Theoretical model on the formation possibility of secondary organic aerosol from OH initialed oxidation reaction of styrene in the presence of O2/NO

Understanding OH oxidation reaction is vital in understanding atmospheric pollution dynamics, and developing possible strategies for countering pollutant problems. This study used a theory-based approach to model the formation mechanisms of secondary organic aerosol (SOA) from styrene-OH oxidation reactions in the presence of O2/NO. As a comparative measure, the mechanisms in the absence of NO (representing a pollution-free environment) were also investigated.
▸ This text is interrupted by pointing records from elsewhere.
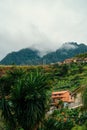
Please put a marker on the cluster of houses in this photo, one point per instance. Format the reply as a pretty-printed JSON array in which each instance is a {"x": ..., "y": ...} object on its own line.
[
  {"x": 73, "y": 60},
  {"x": 69, "y": 99}
]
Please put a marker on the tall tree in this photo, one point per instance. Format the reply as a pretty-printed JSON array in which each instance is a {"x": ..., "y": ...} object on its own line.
[
  {"x": 27, "y": 103},
  {"x": 85, "y": 98}
]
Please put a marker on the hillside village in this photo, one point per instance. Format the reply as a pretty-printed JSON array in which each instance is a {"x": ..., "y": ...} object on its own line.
[{"x": 67, "y": 81}]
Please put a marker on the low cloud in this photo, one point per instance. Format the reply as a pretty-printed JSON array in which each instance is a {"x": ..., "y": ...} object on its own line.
[{"x": 41, "y": 24}]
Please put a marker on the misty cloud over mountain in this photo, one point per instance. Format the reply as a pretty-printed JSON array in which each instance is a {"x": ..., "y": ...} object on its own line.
[{"x": 33, "y": 56}]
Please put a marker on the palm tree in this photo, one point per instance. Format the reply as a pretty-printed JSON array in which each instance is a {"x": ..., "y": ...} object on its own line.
[
  {"x": 27, "y": 103},
  {"x": 84, "y": 97}
]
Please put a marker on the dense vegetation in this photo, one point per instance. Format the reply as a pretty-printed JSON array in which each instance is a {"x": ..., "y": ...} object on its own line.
[
  {"x": 26, "y": 96},
  {"x": 32, "y": 57}
]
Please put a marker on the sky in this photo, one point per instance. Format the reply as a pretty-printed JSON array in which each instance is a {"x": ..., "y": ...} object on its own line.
[{"x": 41, "y": 24}]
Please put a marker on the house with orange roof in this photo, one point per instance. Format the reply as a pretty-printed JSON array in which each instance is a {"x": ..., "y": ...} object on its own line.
[{"x": 64, "y": 96}]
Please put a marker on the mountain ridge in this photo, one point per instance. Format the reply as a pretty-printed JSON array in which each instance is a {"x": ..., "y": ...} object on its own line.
[{"x": 28, "y": 56}]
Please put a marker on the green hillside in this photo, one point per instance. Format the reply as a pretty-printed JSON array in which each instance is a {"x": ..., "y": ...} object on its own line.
[{"x": 61, "y": 77}]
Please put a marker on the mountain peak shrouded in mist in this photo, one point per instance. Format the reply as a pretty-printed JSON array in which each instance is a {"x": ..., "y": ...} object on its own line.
[
  {"x": 33, "y": 56},
  {"x": 69, "y": 45}
]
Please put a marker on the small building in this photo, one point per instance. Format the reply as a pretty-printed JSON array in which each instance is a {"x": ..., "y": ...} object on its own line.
[
  {"x": 77, "y": 98},
  {"x": 64, "y": 96}
]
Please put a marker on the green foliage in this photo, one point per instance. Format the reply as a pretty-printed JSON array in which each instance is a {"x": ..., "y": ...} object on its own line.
[
  {"x": 27, "y": 102},
  {"x": 85, "y": 98}
]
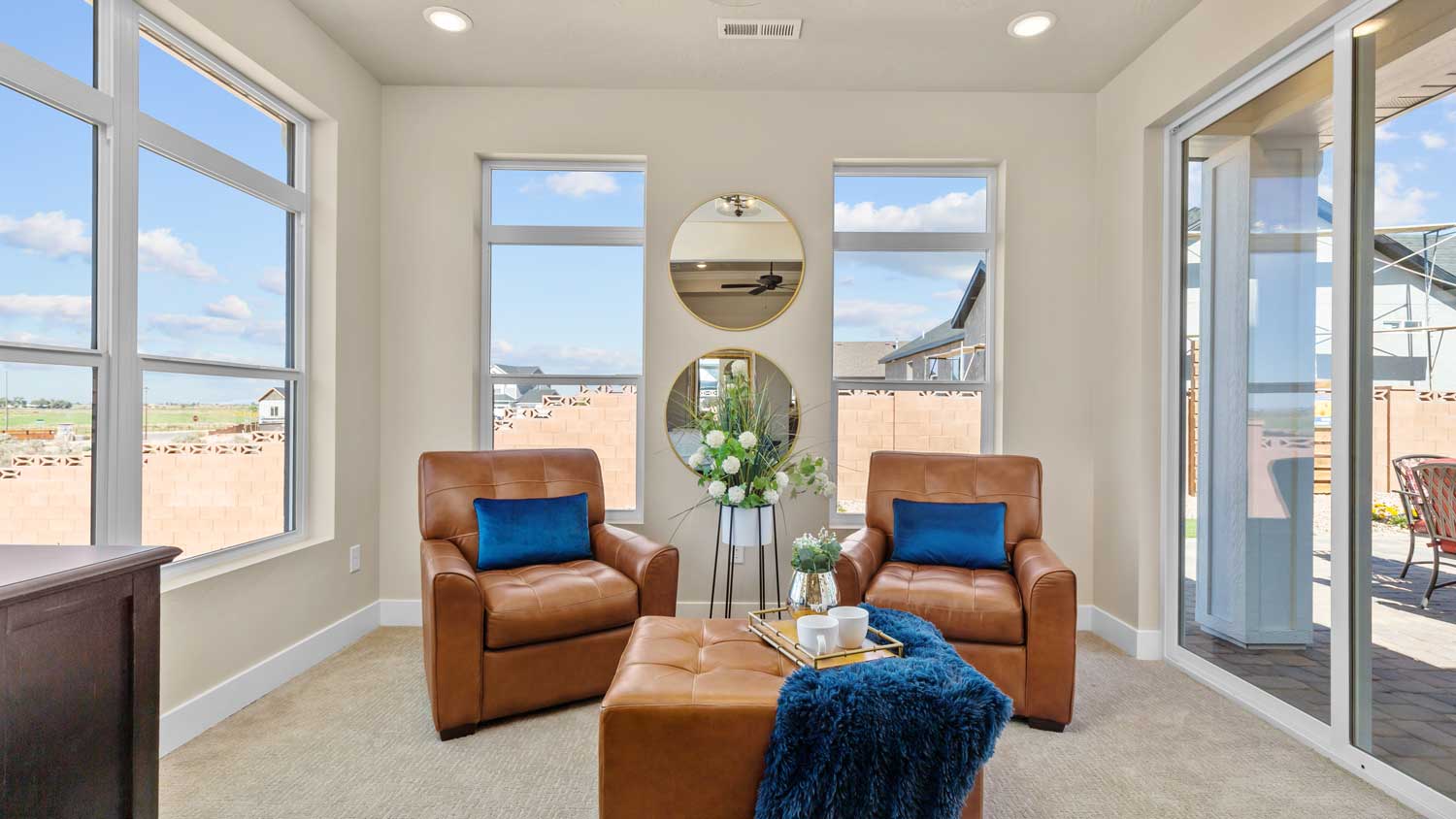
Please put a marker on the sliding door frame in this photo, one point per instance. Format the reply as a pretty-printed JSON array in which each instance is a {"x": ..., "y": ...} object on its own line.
[{"x": 1350, "y": 463}]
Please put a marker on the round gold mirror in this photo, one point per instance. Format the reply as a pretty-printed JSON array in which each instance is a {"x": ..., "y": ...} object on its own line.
[
  {"x": 701, "y": 399},
  {"x": 737, "y": 262}
]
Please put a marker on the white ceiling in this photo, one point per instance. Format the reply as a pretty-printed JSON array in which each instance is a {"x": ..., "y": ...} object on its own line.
[{"x": 673, "y": 44}]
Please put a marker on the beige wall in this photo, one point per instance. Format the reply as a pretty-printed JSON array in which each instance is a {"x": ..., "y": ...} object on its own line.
[
  {"x": 215, "y": 627},
  {"x": 1210, "y": 47},
  {"x": 780, "y": 146}
]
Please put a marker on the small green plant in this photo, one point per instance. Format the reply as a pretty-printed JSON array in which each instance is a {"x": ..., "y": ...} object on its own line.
[
  {"x": 815, "y": 553},
  {"x": 1388, "y": 513}
]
The results showed that styrene can be initially attacked by OH in two ways: OH-addition and H-abstraction. The OH-aliphatic-addition pathway occurs easily; the H-abstraction pathway may be ignored given atmospheric conditions. It was found that IMaddβ (C6H5CHCH2OH) was the main intermediate, and could be transformed to a peroxyl radical in the presence of O2. In the NO-free atmosphere, the peroxyl radical was decomposed to recycling-OH and aldehydes. In the NO-polluted atmosphere, it could be degraded to organic nitrate (RO-NO2) which plays an important role in the production of SOA. Besides, the percent of organic nitrate in the particulate phase was calculated within the range of 2.4%–6.3% in Guangzhou city, and organic nitrates may constitute an important fraction of the total organic aerosol. The kinetic data calculated using canonical variational transition state theory with the small-curvature tunneling correction showed that, in the NO-polluted/unpolluted atmospheres, the styrene-OH oxidation reaction easily occurred across an altitude range of 0–12 km. Especially, peroxyl radical lifetime was 10−3 s in the high NO-polluted atmosphere, indicating that the styrene-OH oxidation reaction could significantly contribute to SOA formation in the NO-polluted atmosphere. The current results informed possible approaches for forming SOA from volatile organic compound (VOC) oxidation reactions, and could help evaluate regional air quality, especially in high NO-polluted atmospheres.